Non manca una riflessione sul capitolo dei rapporti unitari e su come ha operato la Cgil (e la Fiom) a tal proposito. È ammessa la presenza di «opinioni e giudizi diversi sulle scelte operate» ma, ad ogni modo, si parla di «contratti separati, senza alcuna validazione democratica, dei metalmeccanici, del commercio, della sanità privata e nel settore pubblico» nonché «al tentativo di scardinare l’autonomia della contrattazione con l’art. 8 sulla derogabilità, la legge sulle pensioni, la sospensione della rivalutazione delle pensioni, il blocco contrattuale nella pubblica amministrazione e nella scuola, il ridimensionamento del welfare e delle risorse ad esso connesse». Con conseguente «arretramento dell’azione sindacale e un peggioramento nella condizione delle persone». Lo stesso caso Fiat è citato nella sua gravità «in quanto riguarda la libertà e il pluralismo sindacale nei luoghi di lavoro, così come sancito dalla sentenza della Corte Costituzionale». Mentre si indica la positività dell’'accordo (condiviso con Cisl e Uil) del 28 giugno 2011 che «al di là dei diversi giudizi», impegna «tutta l'organizzazione». Non «scindibile dall'accordo del 31 maggio 2013». Quest’ultimo «rappresenta un significativo cambiamento nel sistema di regole e di rappresentanza per la contrattazione e su cui tutta l'organizzazione e` impegnata a garantirne l'esigibilità». Così si può determinare «una prima inversione di tendenza sulla possibilità di far vivere una nuova fase dei rapporti con Cisl e Uil». Anche attraverso un’auspicata legge sulla rappresentanza.
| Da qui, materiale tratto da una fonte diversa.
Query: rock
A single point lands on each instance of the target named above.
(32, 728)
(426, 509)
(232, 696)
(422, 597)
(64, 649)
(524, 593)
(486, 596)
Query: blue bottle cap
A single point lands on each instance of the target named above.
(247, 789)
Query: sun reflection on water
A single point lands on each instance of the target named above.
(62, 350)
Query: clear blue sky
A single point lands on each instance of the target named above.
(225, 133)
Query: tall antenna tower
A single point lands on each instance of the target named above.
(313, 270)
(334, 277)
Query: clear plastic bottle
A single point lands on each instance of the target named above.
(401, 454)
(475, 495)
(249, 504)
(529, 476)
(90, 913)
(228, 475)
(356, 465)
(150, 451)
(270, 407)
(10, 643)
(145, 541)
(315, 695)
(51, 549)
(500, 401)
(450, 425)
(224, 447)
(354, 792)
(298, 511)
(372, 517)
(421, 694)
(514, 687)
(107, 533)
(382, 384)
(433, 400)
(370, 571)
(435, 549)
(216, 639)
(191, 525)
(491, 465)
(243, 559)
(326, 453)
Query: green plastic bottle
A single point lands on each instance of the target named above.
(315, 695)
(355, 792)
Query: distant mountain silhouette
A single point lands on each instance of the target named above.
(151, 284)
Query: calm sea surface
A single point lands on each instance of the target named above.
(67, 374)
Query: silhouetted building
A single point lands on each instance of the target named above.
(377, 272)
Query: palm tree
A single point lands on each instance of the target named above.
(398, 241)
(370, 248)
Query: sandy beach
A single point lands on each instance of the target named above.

Saranno aspetti da chiarire nel dibattito congressuale, attraverso gli emendamenti in parte già presentati. Non ci saranno tesi contrapposte anche se Giorgio Cremaschi (con altri cinque) ha presentato un suo documento. Landini con la Fiom non lo ha seguito sottoscrivendo appunto il documento unitario insieme a Camusso, Cantone (ma lo Spi ha promosso uno specifico documento), Dettori, Solari, Crogi, Viafora, Stacchini, Piccinini, Nasso, Minelli, Genovesi, Schiavella, Canta, Lattuada, Sorrentino, Di Berardino, Fammoni, Podda, Terzi, Megale, Nicolosi, Durante, Maulucci, Rinaldini, Piccinini, Rocchi e molti altri di diverse «anime».
Il documento conclude con undici indicazioni chiamate «azioni»: Europa, fisco, pensioni, formazione, pubblica amministrazione, politica industriale, politiche attive del lavoro, inclusione sociale, libertà delle donne, contrattazione, democrazia e partecipazione.
Quel ricorso al termine «azioni» consegna un sapore pragmatico a un’organizzazione che sembra voler sottolineare la propria volontà di fare, di ottenere risultati. Senza disperdere, per questo, il proprio orizzonte, la propria idea fondamentale, quella di rimanere «il sindacato dei diritti e della solidarietà».